Dr. Venditti studies a group of inherited metabolic disorders that cause increased methylmalonic acid and homocysteine to accumulate in body fluids. The conditions are generally caused by impaired intracellular metabolism of vitamin B12 or by defects in two enzymes — methylmalonyl-CoA mutase (MUT) and methionine synthase — that require the vitamin to function. Dr. Venditti and his colleagues conduct clinical research aimed at defining the natural history of these conditions, as well as laboratory studies that use metabolic, genetic and genomic approaches to better-understand the basic biology underlying these disorders. Isolated methylmalonic acidemia (MMA) is one of the most common inborn errors of organic acid metabolism. The American College of Medical Genetics recommends newborn screening for MMA. With diverse clinical manifestations, affected patients are medically fragile and suffer from multisystem complications ranging from developmental delay to metabolic stroke to end-stage renal failure. The frequency of these complications and their precipitants remains undefined.
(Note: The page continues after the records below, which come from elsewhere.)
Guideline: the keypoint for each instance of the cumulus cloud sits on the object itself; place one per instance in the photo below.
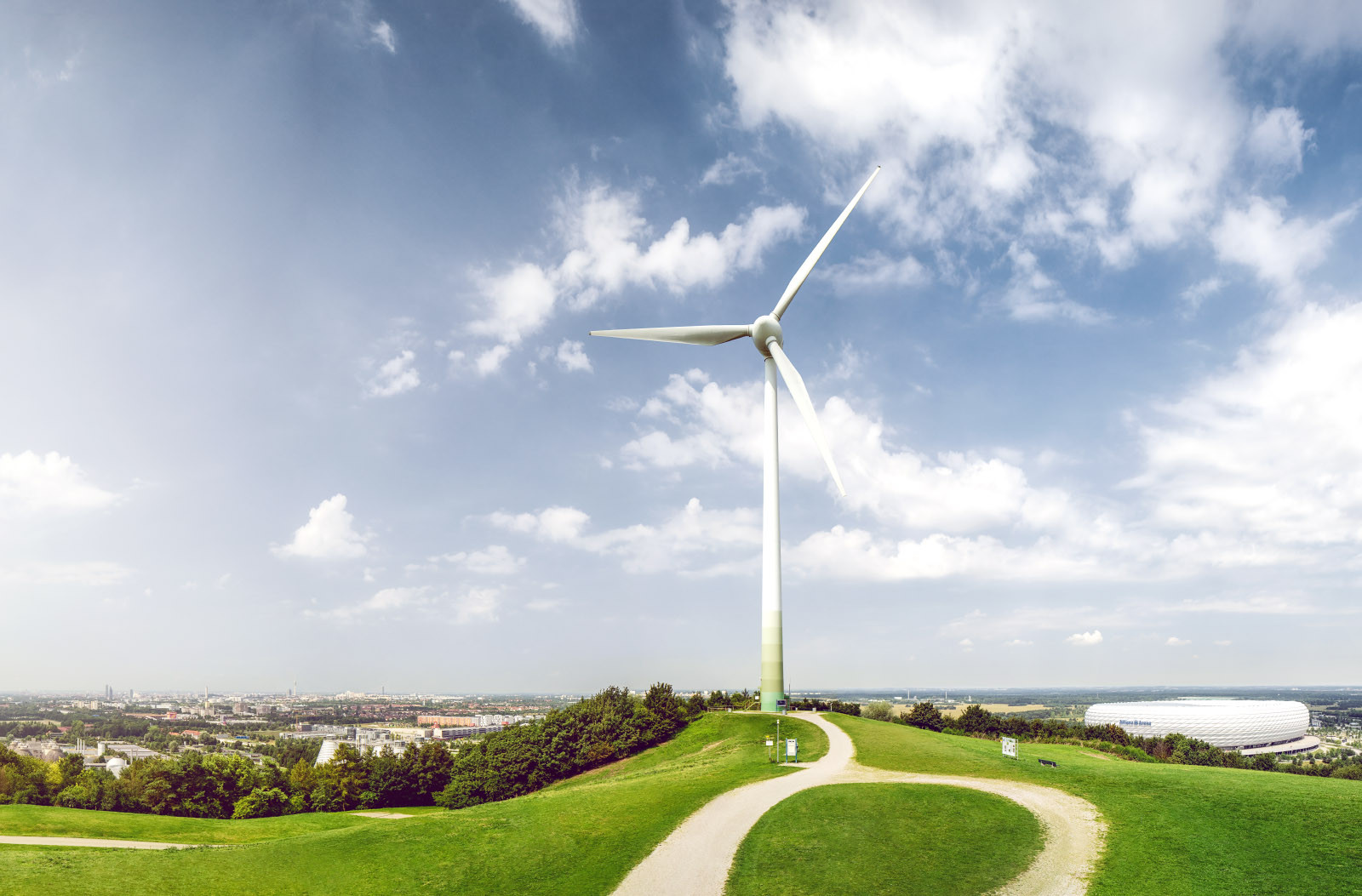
(1033, 296)
(1278, 138)
(1278, 249)
(964, 101)
(395, 376)
(329, 534)
(556, 20)
(1267, 455)
(875, 271)
(381, 34)
(609, 247)
(63, 574)
(494, 560)
(695, 539)
(461, 608)
(33, 483)
(729, 169)
(572, 356)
Aberrant intracellular metabolism of vitamin B12 produces another group of conditions that feature both increased MMA and/or hyperhomocysteinemia; these disorders are named after their corresponding cellular complementation class — either cobalamin C, D, E, F, or G — and are also clinically and biochemically heterogeneous.
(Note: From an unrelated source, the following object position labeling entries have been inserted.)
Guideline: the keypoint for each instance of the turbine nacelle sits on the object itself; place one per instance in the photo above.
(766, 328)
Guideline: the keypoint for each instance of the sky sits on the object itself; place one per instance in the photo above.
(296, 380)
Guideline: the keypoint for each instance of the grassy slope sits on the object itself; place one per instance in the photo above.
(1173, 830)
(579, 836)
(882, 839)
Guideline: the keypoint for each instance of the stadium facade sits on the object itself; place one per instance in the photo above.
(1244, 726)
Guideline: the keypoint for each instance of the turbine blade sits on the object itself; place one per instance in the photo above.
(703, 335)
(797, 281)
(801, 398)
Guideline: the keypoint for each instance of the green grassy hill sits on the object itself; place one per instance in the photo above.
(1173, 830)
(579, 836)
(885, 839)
Dr. Venditti conducts clinical research in pursuit of a comprehensive understanding of the natural history of these disorders while developing new insights into their pathophysiology. Future efforts will involve studying patients using stable isotopes and metabolic tracers to monitor in vivo metabolism by mass spectrometry and magnetic resonance spectroscopy.
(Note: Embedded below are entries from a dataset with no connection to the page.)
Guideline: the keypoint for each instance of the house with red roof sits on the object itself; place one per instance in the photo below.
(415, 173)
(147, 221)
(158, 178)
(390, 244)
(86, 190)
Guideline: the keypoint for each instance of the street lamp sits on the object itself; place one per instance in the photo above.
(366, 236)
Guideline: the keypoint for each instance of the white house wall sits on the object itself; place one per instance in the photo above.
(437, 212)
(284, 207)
In the laboratory, Dr. Venditti uses model organisms to study MMA pathophysiology. By examining a mouse model of vitamin B12-non-responsive MMA that displays neonatal lethality, his group has determined that mitochondrial dysfunction is a cardinal feature of the disorder and may underlie the tissue-specific manifestations seen in patients. In addition, Dr. Venditti has found that a large source of methylmalonic acid derives from skeletal muscle, which may explain the clinical observation of persistent MMA in patients after solid organ (liver or liver-kidney) transplantation. Dr. Venditti's group plans to use transgenic knockout and Mut-partial-deficiency mouse models to examine organ-specific contributions to methylmalonic acid metabolism and to further explore disease mechanisms.
Mouse models of MMA have also provided a platform for testing gene and cell therapies. Dr. Venditti's laboratory produced and validated lentiviral, adenoviral, and adeno-associated viral vectors for delivering the Mut gene to the liver and skeletal muscle in mice. They have also recently found evidence for viral correction in enzyme-deficient human liver cells and in Mut-knockout mice. Furthermore, gene-delivery studies using adeno-associated virus serotype 8 vectors have been successful in mice, and have encouraged the pursuit of similar approaches in patients. Dr. Venditti plans to undertake cell therapy experiments in future studies.
Another focus of Dr. Venditti's laboratory involves the study of cobalamin metabolism. In collaboration with the NHGRI Zebrafish Core and as an extension of previous efforts using C. elegans to study MMA and cobalamin disorders, Dr. Venditti and his colleagues have developed a zebrafish model of cobalamin C deficiency. The cobalamin C (cblC) disorder, a form of combined MMA and hyperhomocysteinemia, is thought to be the most common inborn error of intracellular cobalamin metabolism. While its clinical manifestations are diverse — ranging from intrauterine effects, such as congenital microcephaly, to cognitive deterioration in adulthood — the underlying explanation for the pathophysiology in patients is unknown. One particularly devastating disease-related complication is progressive retinal degeneration leading to medical blindness. This occurs in only some patients affected with cblC. Dr. Venditti plans to use the cblC zebrafish model for genomic and proteomic studies in an effort to shed light on this human disorder.